Gameone Updates Corporate Governance Framework with Third Amended & Restated M&A

Bulletin Express
05/08

Hong Kong – Gameone Holdings Limited (Gameone, 08282) has approved a Third Amended and Restated Memorandum and Articles of Association (M&A) by special resolution dated 8 May 2026, signalling a comprehensive overhaul of its corporate governance and capital framework under the Cayman Islands Companies Act (Revised).

Key highlights are as follows:

1. Authorised Share Capital • Maintained at HK$10.00 million, divided into 100.00 million shares of HK$0.10 each. • The Board is empowered to issue shares with preferred, deferred or other special rights and to create or repurchase treasury shares, enhancing capital-management flexibility. • The company may allot, issue, redeem or purchase its own shares, including holding repurchased shares as treasury shares, subject to the Companies Act, GEM Listing Rules and other regulatory requirements.
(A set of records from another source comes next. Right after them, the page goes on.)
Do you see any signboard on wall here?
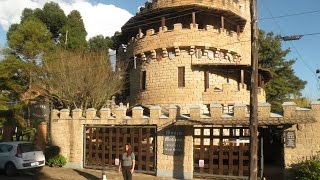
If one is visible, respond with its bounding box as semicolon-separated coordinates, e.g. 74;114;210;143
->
163;128;184;156
285;131;296;148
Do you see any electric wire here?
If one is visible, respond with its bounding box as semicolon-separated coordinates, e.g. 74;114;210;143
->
262;1;320;95
262;1;320;77
259;9;320;21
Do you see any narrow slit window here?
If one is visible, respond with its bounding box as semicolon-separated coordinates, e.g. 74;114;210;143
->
141;71;147;90
178;67;185;87
204;71;209;92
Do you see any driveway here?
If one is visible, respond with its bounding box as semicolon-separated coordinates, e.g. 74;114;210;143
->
0;167;172;180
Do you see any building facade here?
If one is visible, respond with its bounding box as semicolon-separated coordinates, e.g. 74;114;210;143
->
51;0;320;179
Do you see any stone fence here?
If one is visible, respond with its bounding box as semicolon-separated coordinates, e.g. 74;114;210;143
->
51;102;320;125
51;102;320;173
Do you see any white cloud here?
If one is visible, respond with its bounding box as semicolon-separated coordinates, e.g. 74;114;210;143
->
0;0;132;38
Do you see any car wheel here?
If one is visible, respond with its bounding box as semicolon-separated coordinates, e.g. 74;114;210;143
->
5;162;18;176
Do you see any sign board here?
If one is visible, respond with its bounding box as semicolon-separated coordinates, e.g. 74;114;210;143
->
286;131;296;148
199;159;204;167
114;158;119;166
163;128;184;156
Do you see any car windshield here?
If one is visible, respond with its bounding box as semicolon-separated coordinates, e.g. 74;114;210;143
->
19;143;37;153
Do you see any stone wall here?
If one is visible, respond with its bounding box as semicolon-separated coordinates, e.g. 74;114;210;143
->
129;50;266;113
51;102;320;175
126;23;251;64
284;101;320;178
157;126;193;179
142;0;249;19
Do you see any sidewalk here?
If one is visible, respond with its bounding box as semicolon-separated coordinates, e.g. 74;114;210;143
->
39;167;180;180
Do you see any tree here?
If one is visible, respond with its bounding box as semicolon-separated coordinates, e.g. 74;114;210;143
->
37;2;67;39
88;35;113;52
41;49;124;109
60;10;87;50
8;18;54;60
259;30;306;112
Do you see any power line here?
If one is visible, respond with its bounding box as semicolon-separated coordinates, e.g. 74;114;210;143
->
262;1;320;77
259;9;320;21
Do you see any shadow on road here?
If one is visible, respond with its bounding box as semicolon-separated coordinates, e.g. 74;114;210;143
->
74;169;100;180
0;172;53;180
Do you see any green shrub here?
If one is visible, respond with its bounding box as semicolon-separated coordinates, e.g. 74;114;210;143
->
44;146;60;159
48;155;67;167
295;156;320;180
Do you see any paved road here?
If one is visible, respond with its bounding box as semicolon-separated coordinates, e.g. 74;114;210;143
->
0;167;178;180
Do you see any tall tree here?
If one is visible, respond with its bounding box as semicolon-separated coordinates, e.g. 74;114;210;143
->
88;35;113;52
41;49;124;109
36;2;67;39
60;10;87;49
8;18;53;62
259;30;306;112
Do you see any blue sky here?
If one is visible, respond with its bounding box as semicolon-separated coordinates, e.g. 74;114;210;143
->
0;0;320;100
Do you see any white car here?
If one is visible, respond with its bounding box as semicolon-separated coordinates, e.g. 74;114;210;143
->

2. Expanded Corporate Powers • Objects of the company remain “unrestricted,” covering investment holding, financing, trading and real-estate activities, among others. • The company may provide guarantees, grant security, lend money, and make charitable donations, provided such activities are not prohibited by law.

3. Governance Structure • Minimum of two directors required; the Board may fill casual vacancies and appoint additional directors. • Directors are subject to retirement by rotation at least once every three years, with removal possible by ordinary resolution. • The Board can delegate authority to committees, establish local boards and appoint managers for operational oversight. • Directors’ conflict-of-interest provisions are tightened; those with material interests (including close associates) must abstain from voting on relevant board resolutions.

4. Shareholder Rights and Meetings • Annual general meetings must be held within six months after each financial year end. • Shareholders holding at least 10% of voting rights can requisition extraordinary general meetings. • Hybrid and virtual meetings are expressly permitted, with detailed rules for electronic participation and voting. • All resolutions at general meetings are to be decided by poll, except procedural matters that the Chairman may put to a show of hands.

5. Capital Actions and Distributions • The company may capitalise reserves for bonus issues, scrip dividends or to pay up unpaid shares. • Scrip dividend arrangements allow shareholders to elect cash or shares, with a minimum two-week election period. • Dividends unclaimed for six years revert to the company.

6. Continuation, Merger & Consolidation • With shareholder approval via special resolution, Gameone may transfer its place of incorporation by way of continuation, or merge/consolidate with other entities under Cayman law.

7. Financial & Audit Provisions • The financial year-end is set at 31 December. • Members appoint auditors annually; removal requires an ordinary resolution. • Summary financial statements may be distributed in place of full reports, subject to GEM Listing Rules.

8. Indemnification • Directors, auditors and officers are indemnified out of company assets against liabilities incurred in the course of their duties, provided they act in good faith.

The updated M&A aligns Gameone’s constitutional documents with prevailing regulatory requirements, provides enhanced flexibility for capital management, and introduces modernised provisions for electronic communications and hybrid shareholder meetings.